While taking a pragmatic, powerful and progressive stand, the Bombay High Court at Nagpur in a matrimonial matter judgment titled Pundlik Martandrao Yevatkar v. Sau Ujwala @ Shubhangi Pundlik Yevatkar in Family Court Appeal No. 75 of 2018 with Family Court Appeal No. 76 of 2018 pronounced as recently as on October 4, 2022 has explicitly observed that the expression of desire by a well-qualified wife that she wants to do a job does not amount to cruelty. No doubt, all the husbands and so also the wives must always remember this most laudable judgment as it is they whom it concerns the most.
It must be mentioned here that the Division Bench comprising of Hon’ble Mr Justice AS Chandurkar and Hon’ble Ms Justice Urmilla Joshi Phalke was hearing a plea that was moved by the appellant-husband alleging that respondent-wife after their marriage was harassing him for a job and subsequently left her matrimonial home which amounted to cruelty and desertion under the Hindu Marriage Act.
At the very outset, this brief, brilliant, balanced and bold judgment authored by Hon’ble Ms Urmilla Joshi-Phalke for a Division Bench of the Nagpur Bench of the Bombay High Court sets the ball in motion by first and foremost putting forth in para 1 that:
Heard learned counsel for the parties."
As we see, the Bench then states in para 2 that:
Alleging cruelty and desertion against the wife, the appellant/husband approached to this Court by filing an appeal against the judgment and decree of restitution of conjugal rights in A-Petition No.15/2018 (Old Hindu Marriage Petition No.81/2013) and dismissal of A-Petition.

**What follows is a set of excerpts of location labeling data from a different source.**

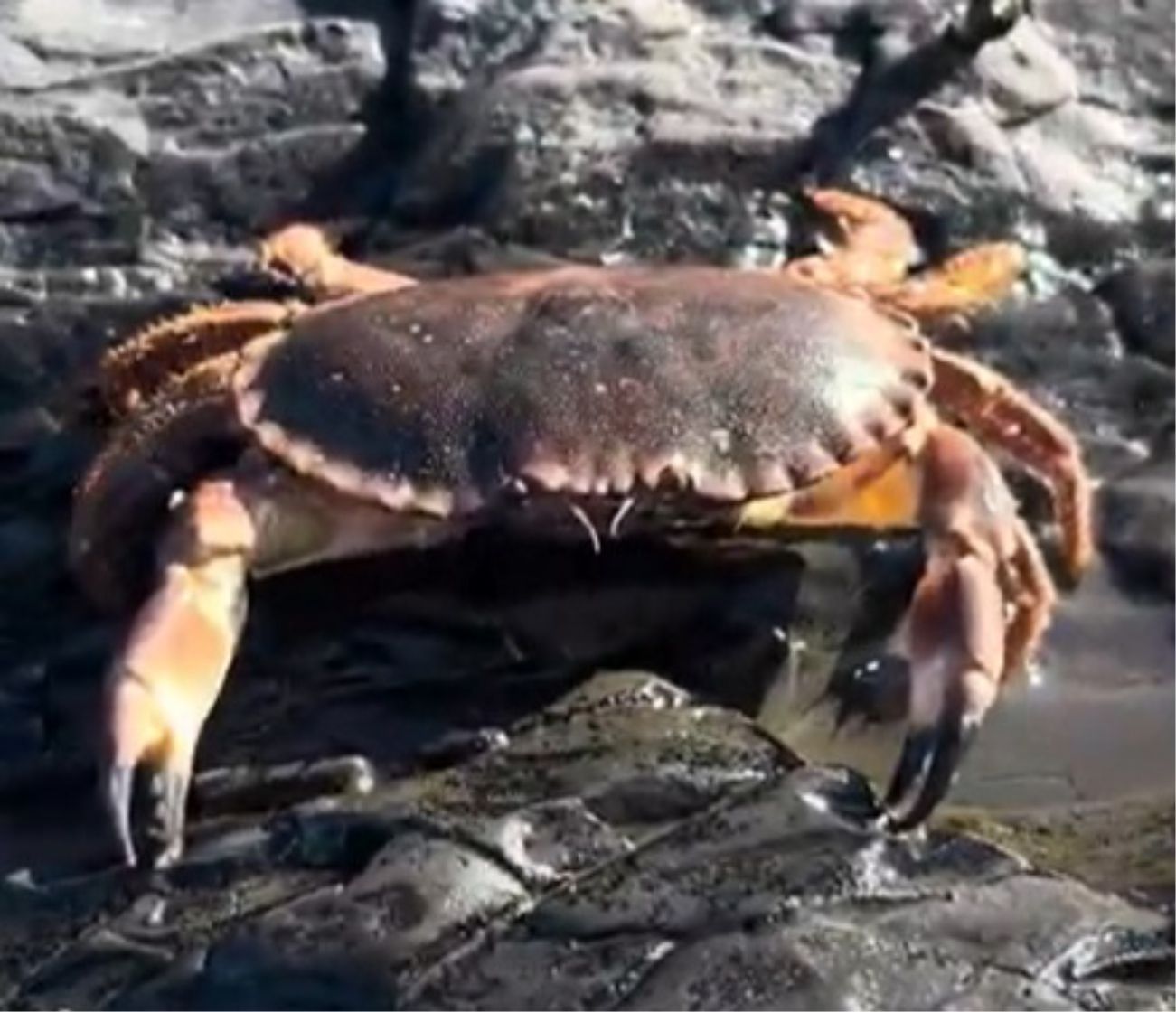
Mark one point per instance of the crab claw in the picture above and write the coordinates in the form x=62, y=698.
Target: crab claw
x=956, y=644
x=960, y=641
x=171, y=670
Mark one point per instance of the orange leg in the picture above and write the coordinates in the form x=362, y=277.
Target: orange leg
x=960, y=645
x=872, y=245
x=304, y=253
x=996, y=410
x=169, y=672
x=962, y=285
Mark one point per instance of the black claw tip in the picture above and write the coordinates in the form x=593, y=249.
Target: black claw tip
x=927, y=769
x=118, y=789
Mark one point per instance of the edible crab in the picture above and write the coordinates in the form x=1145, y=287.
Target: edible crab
x=380, y=414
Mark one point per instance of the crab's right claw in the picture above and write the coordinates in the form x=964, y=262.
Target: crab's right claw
x=171, y=670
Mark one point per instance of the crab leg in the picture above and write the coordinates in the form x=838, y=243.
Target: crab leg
x=988, y=403
x=960, y=286
x=303, y=252
x=960, y=644
x=171, y=670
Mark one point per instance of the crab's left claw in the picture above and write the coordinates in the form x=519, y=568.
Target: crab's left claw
x=960, y=643
x=956, y=644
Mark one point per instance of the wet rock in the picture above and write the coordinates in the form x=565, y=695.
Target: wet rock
x=1142, y=297
x=1136, y=527
x=1024, y=74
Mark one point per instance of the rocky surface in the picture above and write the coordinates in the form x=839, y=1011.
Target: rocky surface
x=626, y=848
x=145, y=144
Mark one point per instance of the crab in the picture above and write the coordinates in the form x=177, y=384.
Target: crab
x=379, y=414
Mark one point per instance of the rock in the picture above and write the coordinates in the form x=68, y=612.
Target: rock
x=1024, y=75
x=757, y=895
x=1136, y=527
x=1142, y=297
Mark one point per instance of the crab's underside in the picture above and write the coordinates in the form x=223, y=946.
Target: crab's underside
x=260, y=436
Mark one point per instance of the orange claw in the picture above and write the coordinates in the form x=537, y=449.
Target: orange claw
x=169, y=672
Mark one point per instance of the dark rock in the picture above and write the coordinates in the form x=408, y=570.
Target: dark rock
x=1143, y=299
x=1137, y=514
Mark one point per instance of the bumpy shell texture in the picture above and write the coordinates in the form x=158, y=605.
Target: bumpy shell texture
x=586, y=381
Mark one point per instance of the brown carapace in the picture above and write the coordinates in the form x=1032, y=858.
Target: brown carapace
x=380, y=413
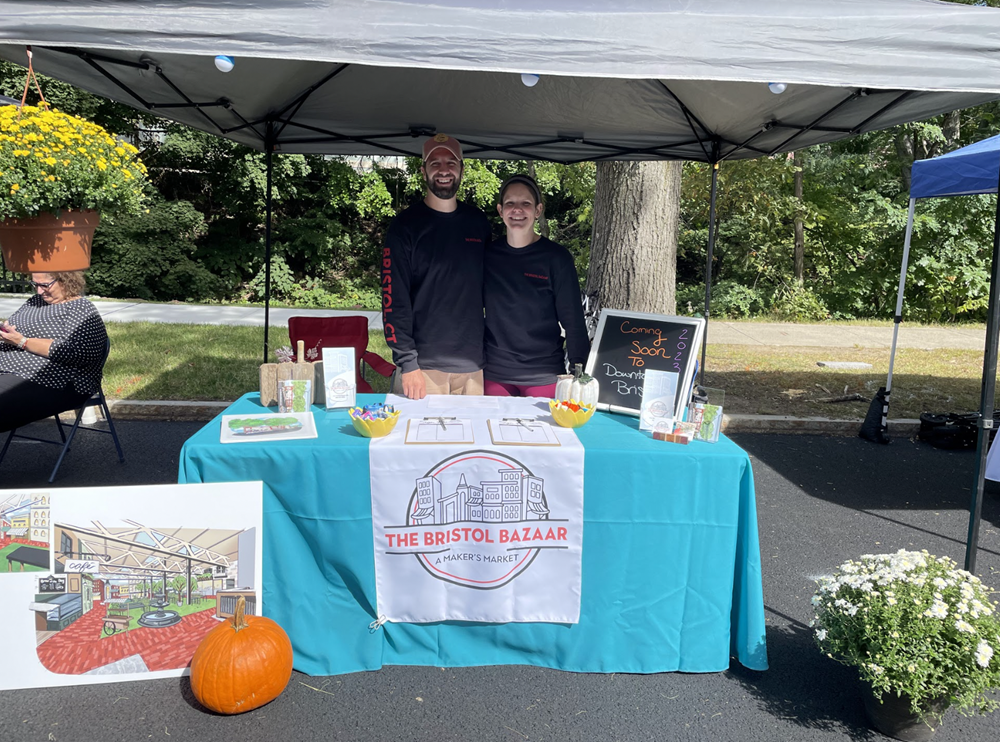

No.4/2018 (Old Hindu Marriage Petition No.52/2013) filed for dissolution of marriage."
To put things in perspective, the Division Bench then envisages in para 3 while dwelling on the facts stating that:
The facts of the case giving rise to the dispute are as follows:
A] The marriage of the appellant/husband and the respondent/wife was solemnized on 08/08/2001 as per Hindu rites and religion at mouje Anjangaon-Surji, Taluka Anjangaon-Surji, District Amravati. After marriage, the respondent/wife resumed cohabitation at the house of the appellant/husband at Buldana. The appellant/husband was serving as an Assistant Teacher at M.E.S. High School, Mehkar at the relevant time and was shuttling between Mehkar and Buldana. The respondent/wife is also qualified and completed her post-graduation and was desiring to do a teacher’s job.
B] After marriage, for a period of four months they resided together at Buldana. As per the contention of the appellant/husband that as per desire of the respondent/wife he was searching a suitable job of Teacher for her. However, she was harassing him for searching Teacher’s job and was also threatening that she would not beget a child, till she secures a job. In the meantime, the respondent/wife delivered a male child on 14/06/2002 at her maternal place.
After spending of three months at maternal house after delivery she resumed cohabitation at the house of the appellant/husband. As per the contention of the appellant/husband, after birth of the child again she started harassing him on the count that she wants to start her tuition classes at Mehkar. Therefore, on 01/10/2002 he shifted to Mehkar along with the respondent/wife and son Tejas. Though he shifted to Mehkar, the respondent/wife had not started tuition classes by assigning reason that her son is infant and she has to look after him.
The appellant/husband and the respondent/wife due to summer vacation shifted to Buldana and stayed there for two months. In the month of July, 2003 as the father of the respondent/wife was not well, she went at her parents’ house and returned back on 16/07/2003. They again shifted to Mehkar on 20/07/2003 and stayed there till May, 2004. Due to summer vacation in May, 2004 the appellant/husband and the respondent/wife came at Buldana. At the relevant time, the respondent/wife was four weeks pregnant, but she was not ready to carry her pregnancy and insisted for terminating the pregnancy.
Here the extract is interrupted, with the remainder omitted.